Le pratiche commerciali sleali in agricoltura ledono i due anelli deboli della catena: consumatori e piccoli produttori. A guadagnarci è la grande distribuzione. Per contrastare questo fenomeno serve un controllo forte. Ma la Commissione Europea insiste nel dire che un’autodenuncia volontaria da parte di chi froda sia sufficiente. In quale sistema utopico le grandi catene si autodenunciano per favorire i piccoli?

Ecco il mio intervento in Commissione Agricoltura del Parlamento Europeo:

La questione delle pratiche commerciali sleali nella filiera agroalimentare è nota da anni. Oggi siamo tornati sul tema, perché stiamo vivendo il fallimento delle iniziative a titolo volontario. Non si può continuare in questo modo. Dobbiamo prendere una decisione e fare in modo che questa volontarietà venga meno.

Queste pratiche vanno a ledere gli anelli deboli della catena. Il primo è quello dei consumatori, il secondo quello dei produttori. Oggi approfondiamo l’aspetto dei produttori.

Il produttore è anello debole a livello economico e organizzativo. Non riesce più ad avere una forza contrattuale per contrastare lo strapotere della grande distribuzione. Spesso e volentieri si trova a subire delle condizioni contrattuali sleali. Condizioni inaccettabili che non gli garantiscono più neanche la sopravvivenza.

E’ assolutamente necessario che in questo contesto l’Europa dei 28 torni ad essere unita nell’aiutare il settore agricolo e sui attori. Altrimenti, a queste condizioni, il settore agricolo non ha più senso di esistere.

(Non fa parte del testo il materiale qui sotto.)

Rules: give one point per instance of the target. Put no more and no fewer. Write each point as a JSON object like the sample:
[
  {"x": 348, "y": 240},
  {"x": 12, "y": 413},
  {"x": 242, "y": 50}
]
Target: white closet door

Il settore agricolo, al di là della produzione, si fonda su commercializzazione e distribuzione. Per questo è necessario che l’iniziativa del Parlamento Europeo fissi delle linee guida, dei principi, delle norme minime a cui gli Stati membri dovranno adattarsi. E in questo processo dobbiamo fare in modo da non buttar via quello che ogni Stato Membro ha fatto di buono. Dunque, sì a nuove direttive, ma non perdiamo le buone pratiche realizzate in ogni singolo Paese.